I now integated this into the video-derived GPT implementation and ran this first on the `tiny-shakespeare.txt` dataset to verify the implementation and produce the baseline needed for later exercises:

In [None]:
# TODO: Integrate the combined class from above into the model
# TODO: Verify that your new model works by training it on tiny-shakespeare.txt (you'll need the training loss info and results later)

## Exercise 2 - Mathematic Mastery

**Objective:** Train the GPT on your own dataset of choice! What other data could be fun to blabber on about?<br>
A fun advanced suggestion if you like: train a GPT to do addition of two numbers, i.e. $a+b=c$. And once you have this, swole doge project: Build a calculator clone in GPT, for all of $+-*/$.<br>
- You may find it helpful to predict the digits of $c$ in reverse order, as the typical addition algorithm (that you're hoping it learns) would proceed right to left too.
- You may want to modify the data loader to simply serve random problems and skip the generation of `train.bin`, `val.bin`.<br>
- You may want to mask out the loss at the input positions of $a+b$ that just specify the problem using $y=-1$ in the targets (see CrossEntropyLoss ignore_index). Does your Transformer learn to add? Once you have this, swole doge project: Build a calculator clone in GPT, for all of $+-*/$.

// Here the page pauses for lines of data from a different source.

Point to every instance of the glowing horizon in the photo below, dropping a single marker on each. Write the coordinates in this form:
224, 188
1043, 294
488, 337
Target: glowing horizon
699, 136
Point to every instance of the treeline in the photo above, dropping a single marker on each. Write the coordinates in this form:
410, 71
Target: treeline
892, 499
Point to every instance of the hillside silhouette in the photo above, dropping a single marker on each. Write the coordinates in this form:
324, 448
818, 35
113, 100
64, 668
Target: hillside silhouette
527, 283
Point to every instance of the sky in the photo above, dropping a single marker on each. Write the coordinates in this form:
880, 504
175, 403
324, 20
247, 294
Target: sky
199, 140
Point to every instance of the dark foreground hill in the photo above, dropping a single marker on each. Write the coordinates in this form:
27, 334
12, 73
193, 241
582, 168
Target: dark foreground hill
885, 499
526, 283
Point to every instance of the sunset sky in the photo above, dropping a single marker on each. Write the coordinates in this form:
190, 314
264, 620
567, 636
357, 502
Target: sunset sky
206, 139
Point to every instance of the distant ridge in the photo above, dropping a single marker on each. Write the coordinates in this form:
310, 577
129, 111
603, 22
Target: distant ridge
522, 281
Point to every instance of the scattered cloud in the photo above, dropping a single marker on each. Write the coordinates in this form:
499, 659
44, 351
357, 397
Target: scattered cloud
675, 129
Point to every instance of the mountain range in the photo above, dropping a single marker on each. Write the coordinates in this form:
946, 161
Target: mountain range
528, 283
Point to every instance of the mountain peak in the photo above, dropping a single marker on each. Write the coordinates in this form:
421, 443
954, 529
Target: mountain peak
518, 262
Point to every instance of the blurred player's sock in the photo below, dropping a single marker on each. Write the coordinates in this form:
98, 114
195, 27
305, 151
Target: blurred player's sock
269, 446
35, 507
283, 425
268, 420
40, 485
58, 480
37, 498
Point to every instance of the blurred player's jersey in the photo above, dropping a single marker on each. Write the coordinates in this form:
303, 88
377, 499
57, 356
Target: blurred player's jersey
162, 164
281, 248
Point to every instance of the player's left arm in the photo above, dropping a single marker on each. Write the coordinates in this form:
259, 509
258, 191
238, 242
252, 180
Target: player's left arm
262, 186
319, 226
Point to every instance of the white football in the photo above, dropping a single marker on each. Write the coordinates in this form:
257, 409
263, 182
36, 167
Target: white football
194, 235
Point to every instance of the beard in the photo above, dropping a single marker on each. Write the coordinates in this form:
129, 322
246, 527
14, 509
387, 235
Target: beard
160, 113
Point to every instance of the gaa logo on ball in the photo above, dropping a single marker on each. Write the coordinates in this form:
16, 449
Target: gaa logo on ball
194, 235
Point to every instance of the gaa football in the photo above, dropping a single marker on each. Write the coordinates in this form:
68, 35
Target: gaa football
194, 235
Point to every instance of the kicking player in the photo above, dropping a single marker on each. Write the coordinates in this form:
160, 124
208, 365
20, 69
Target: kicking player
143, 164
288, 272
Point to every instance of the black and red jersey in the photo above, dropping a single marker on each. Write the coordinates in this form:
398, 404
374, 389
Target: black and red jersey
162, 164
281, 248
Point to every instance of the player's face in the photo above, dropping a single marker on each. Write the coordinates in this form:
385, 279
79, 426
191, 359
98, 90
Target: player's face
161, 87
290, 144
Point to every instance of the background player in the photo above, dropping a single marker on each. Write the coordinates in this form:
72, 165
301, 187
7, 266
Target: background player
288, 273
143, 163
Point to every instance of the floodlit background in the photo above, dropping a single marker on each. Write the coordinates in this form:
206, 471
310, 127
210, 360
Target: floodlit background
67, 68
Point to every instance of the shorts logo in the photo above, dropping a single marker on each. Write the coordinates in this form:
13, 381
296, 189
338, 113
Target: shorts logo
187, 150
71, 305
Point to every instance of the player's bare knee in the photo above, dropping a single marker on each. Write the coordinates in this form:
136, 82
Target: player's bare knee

**Not an easy problem.** But, [GPT can solve mathematical problems without a calculator](https://arxiv.org/abs/2309.03241).<br>
You may need [Chain of Thought](https://arxiv.org/abs/2412.14135) and other [slightly more advanced architecture](https://github.com/deepseek-ai/DeepSeek-V3/blob/main/DeepSeek_V3.pdf) traces, but don't overthink it.

In [None]:
# TODO: Train a model on mathematical expressions so that (some) generated expressions are valid

## Exercise 3 - Finetuning for the better?

**Objective:** Find a dataset that is very large, so large that you can't see a gap between train and val loss.<br>
Pretrain the transformer on this data. Then, initialize with that model and finetune it on `tiny shakespeare` with a smaller number of steps and lower learning rate.<br>Can you obtain a lower validation loss by the use of large-scale pretraining?

In [None]:
# TODO: Train a model on a text dataset bigger than tiny-shakespeare.txt
# TODO: Use this now pre-trained model to (lightly) fine-tune on tiny-shakespeare.txt
# TODO: Compare the losses and generated text of the fine-tuned model and the model trained from scratch on tiny-shakespeare.txt

## Exercise 4 - Read up and implement

**Objective:** Read some transformer papers and implement one additional feature or change that people seem to use.<br>
Does it improve the performance of your GPT?

In [None]:
# TODO: The stage is yours! Add any popular model feature and see how it goes!